Using content as part of a marketing strategy requires time, expertise, planning, and proper management. Don’t produce bad content. Plan for the publication and distribution of unique, relevant, and engaging content through the implementation of a content strategy.
What is a content strategy?
There are a number of definitions for content marketing floating around the Internet. Here are a few good ones worth pondering:
- Content strategy has been described as “the practice of planning for content creation, delivery, and governance” and “a repeatable system that defines the entire editorial content development process for a website development project” (Wikipedia).
- Content strategy is using “words and data to create unambiguous content that supports meaningful, interactive experiences.” (Rachel Lovinger, Content Strategy: The Philosophy of Data).
Kristina Halvorson, author of the book Content Strategy for the Web explains content strategy in the following way:
“It plots an achievable roadmap for individuals and organizations to create and maintain content that audiences will actually care about. It provides specific, well-informed recommendations about how we’re going to get from where we are today (no content, or bad content, or too much content) to where we want to be (useful, usable content people will actually care about).”
A well-thought-out content strategy takes into consideration the culture, approach, and end goal of delivering information about your company, product, service, or brand. Where should you publish content? When? How often? What kind of content is best suited for this purpose? When done properly, content can be used strategically as an asset and a quantifiable ROI.
Why do I need a content strategy?
Many companies think they can simply “wing it” when it comes to creating content. A couple of articles here, a press release or infographic there — easy, peasy.
Think of it this way. You wouldn’t try to cook a complicated meal without the help of a recipe. Nor would you try to drive to a remote destination without the aid of a GPS or Google Maps. A content strategy acts in a very similar way. Not only does it provide you with an end goal to work towards, but it also enables you to outline detailed instructions for achieving these results.
What should my content strategy contain?
Before you plan your content strategy, check out Kristina Halvorson’s article The Discipline of Content Strategy. In this post, Halvorson explains that every content strategy should start with the following elements:
- key themes and messages
- topic recommendations
- purpose (how will your content close the gap between what your audience is looking for and what your business is offering?)
- content gap analysis
- metadata frameworks and any necessary content attributes (including various search engine optimization techniques)

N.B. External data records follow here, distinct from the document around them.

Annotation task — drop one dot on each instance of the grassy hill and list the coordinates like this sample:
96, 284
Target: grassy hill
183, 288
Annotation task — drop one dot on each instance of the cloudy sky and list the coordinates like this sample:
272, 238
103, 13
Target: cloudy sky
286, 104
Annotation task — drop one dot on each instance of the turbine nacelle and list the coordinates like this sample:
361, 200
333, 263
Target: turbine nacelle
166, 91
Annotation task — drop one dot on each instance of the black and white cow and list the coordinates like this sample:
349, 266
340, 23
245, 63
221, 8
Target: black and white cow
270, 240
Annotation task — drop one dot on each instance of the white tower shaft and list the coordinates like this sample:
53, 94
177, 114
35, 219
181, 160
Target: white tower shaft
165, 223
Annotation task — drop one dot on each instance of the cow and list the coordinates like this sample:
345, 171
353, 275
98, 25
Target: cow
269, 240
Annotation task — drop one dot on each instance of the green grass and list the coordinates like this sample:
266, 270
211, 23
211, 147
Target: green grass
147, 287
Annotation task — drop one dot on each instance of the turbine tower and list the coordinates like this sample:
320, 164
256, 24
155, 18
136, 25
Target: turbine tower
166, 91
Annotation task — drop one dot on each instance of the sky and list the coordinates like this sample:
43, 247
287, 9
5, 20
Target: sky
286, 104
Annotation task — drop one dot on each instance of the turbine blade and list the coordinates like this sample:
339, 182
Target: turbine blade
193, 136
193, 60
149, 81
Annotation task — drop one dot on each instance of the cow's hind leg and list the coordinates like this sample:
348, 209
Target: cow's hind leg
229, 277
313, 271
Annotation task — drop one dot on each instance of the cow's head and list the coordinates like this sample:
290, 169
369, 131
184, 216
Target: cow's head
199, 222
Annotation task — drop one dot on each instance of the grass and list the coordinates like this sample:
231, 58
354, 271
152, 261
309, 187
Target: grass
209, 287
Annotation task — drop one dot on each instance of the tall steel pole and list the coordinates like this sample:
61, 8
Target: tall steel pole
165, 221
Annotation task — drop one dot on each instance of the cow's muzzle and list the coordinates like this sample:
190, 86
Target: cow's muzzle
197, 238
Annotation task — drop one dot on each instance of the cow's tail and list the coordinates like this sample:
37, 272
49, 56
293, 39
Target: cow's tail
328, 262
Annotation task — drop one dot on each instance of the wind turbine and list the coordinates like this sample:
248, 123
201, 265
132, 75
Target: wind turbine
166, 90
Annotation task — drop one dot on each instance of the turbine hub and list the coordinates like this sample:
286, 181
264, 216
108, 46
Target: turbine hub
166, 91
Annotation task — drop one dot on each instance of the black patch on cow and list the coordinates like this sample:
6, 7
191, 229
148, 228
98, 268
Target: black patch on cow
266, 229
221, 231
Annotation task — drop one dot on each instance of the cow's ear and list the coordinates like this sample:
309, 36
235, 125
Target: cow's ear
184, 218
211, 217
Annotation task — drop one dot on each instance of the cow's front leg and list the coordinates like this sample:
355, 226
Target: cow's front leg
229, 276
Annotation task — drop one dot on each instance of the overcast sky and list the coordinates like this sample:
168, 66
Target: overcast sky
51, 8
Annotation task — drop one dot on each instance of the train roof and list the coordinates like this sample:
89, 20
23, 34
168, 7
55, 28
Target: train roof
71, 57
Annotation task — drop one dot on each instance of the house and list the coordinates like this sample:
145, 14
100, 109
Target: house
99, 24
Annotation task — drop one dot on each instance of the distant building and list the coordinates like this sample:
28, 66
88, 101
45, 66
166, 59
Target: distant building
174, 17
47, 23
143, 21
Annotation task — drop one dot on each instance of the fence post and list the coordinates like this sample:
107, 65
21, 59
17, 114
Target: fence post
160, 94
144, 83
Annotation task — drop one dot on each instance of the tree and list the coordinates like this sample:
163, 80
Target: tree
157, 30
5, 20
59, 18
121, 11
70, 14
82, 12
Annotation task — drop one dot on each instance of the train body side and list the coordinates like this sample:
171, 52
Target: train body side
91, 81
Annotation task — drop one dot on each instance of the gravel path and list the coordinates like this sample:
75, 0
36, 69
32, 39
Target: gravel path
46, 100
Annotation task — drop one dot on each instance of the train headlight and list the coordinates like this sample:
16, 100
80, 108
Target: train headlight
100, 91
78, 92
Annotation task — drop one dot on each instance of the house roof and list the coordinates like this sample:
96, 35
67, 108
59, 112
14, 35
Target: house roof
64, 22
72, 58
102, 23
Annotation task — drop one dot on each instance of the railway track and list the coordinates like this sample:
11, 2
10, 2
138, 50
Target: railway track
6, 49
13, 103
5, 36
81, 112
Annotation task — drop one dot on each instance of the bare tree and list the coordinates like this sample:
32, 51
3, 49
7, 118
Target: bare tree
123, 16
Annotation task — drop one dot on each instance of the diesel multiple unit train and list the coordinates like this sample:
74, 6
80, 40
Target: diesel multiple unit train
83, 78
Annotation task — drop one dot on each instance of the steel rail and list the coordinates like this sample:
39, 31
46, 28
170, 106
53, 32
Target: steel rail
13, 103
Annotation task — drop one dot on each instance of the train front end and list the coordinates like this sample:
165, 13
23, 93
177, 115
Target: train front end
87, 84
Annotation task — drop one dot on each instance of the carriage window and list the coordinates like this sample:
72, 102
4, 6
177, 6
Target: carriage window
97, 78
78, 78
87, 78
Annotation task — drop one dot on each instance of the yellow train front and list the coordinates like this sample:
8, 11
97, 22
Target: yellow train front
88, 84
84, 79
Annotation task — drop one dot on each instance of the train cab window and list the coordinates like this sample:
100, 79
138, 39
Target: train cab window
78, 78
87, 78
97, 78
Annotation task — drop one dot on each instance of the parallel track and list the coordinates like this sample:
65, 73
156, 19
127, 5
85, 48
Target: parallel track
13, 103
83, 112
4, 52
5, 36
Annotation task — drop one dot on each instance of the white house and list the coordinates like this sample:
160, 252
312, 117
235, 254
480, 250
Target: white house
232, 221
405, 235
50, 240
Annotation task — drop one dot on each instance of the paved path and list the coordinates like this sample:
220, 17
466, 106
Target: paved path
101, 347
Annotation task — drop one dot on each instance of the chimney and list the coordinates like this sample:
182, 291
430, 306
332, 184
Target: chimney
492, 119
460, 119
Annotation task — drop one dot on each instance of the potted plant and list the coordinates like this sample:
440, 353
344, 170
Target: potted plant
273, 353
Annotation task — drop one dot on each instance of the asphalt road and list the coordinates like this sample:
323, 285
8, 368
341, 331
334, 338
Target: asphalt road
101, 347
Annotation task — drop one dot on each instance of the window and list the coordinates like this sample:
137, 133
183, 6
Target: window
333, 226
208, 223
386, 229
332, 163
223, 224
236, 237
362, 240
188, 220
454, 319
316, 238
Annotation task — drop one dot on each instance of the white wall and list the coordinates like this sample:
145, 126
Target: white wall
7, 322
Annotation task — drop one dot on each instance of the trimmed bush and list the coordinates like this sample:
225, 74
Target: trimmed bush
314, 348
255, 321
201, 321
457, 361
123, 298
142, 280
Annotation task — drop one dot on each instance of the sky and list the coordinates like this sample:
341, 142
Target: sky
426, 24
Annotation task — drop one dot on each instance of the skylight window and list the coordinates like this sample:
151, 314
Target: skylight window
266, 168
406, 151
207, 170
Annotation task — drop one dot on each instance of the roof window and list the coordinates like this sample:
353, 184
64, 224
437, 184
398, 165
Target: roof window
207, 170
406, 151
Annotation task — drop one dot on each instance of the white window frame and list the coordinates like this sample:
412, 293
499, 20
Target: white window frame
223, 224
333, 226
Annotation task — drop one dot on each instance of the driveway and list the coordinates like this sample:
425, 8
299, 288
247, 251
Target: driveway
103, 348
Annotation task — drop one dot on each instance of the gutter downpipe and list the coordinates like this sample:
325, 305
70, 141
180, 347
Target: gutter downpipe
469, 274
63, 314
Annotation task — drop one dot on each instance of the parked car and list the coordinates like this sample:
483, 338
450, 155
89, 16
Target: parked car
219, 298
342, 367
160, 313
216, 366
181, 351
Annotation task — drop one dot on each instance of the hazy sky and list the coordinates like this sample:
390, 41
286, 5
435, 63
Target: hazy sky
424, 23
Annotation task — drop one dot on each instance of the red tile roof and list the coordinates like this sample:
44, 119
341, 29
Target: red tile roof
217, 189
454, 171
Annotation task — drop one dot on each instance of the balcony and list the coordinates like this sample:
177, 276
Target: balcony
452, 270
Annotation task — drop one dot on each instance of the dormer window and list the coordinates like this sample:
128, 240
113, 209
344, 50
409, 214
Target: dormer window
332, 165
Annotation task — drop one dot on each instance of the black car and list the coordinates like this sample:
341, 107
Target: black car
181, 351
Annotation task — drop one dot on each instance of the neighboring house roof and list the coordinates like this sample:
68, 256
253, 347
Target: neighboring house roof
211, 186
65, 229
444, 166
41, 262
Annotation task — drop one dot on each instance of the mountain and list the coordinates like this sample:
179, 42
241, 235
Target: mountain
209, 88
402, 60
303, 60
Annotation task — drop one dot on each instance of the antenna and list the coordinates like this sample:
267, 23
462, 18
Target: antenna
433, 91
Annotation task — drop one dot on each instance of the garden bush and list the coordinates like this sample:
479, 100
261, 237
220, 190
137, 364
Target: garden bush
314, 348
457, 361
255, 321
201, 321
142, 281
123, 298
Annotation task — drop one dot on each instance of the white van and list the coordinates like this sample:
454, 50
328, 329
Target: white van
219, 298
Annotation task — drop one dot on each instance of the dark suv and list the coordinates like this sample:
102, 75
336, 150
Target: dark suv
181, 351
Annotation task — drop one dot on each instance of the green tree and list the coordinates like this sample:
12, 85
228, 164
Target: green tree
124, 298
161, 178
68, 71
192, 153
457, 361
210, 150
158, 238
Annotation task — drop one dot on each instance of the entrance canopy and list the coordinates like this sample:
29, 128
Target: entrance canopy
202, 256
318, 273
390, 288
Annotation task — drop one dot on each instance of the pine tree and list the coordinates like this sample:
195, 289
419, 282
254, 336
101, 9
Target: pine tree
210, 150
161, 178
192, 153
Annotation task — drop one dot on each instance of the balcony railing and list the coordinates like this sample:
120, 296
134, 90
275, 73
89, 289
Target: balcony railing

- any implications of strategic recommendations on content creation, publication, and governance
These basics will then lead to a more in-depth analysis of editorial strategies, content management, content delivery and distribution, ongoing optimization goals, and key performance metrics.
And you thought you were just publishing a blog!
Putting together a content strategy will help ensure that you have the right resources in place to produce the content you need to set your company apart from the competition.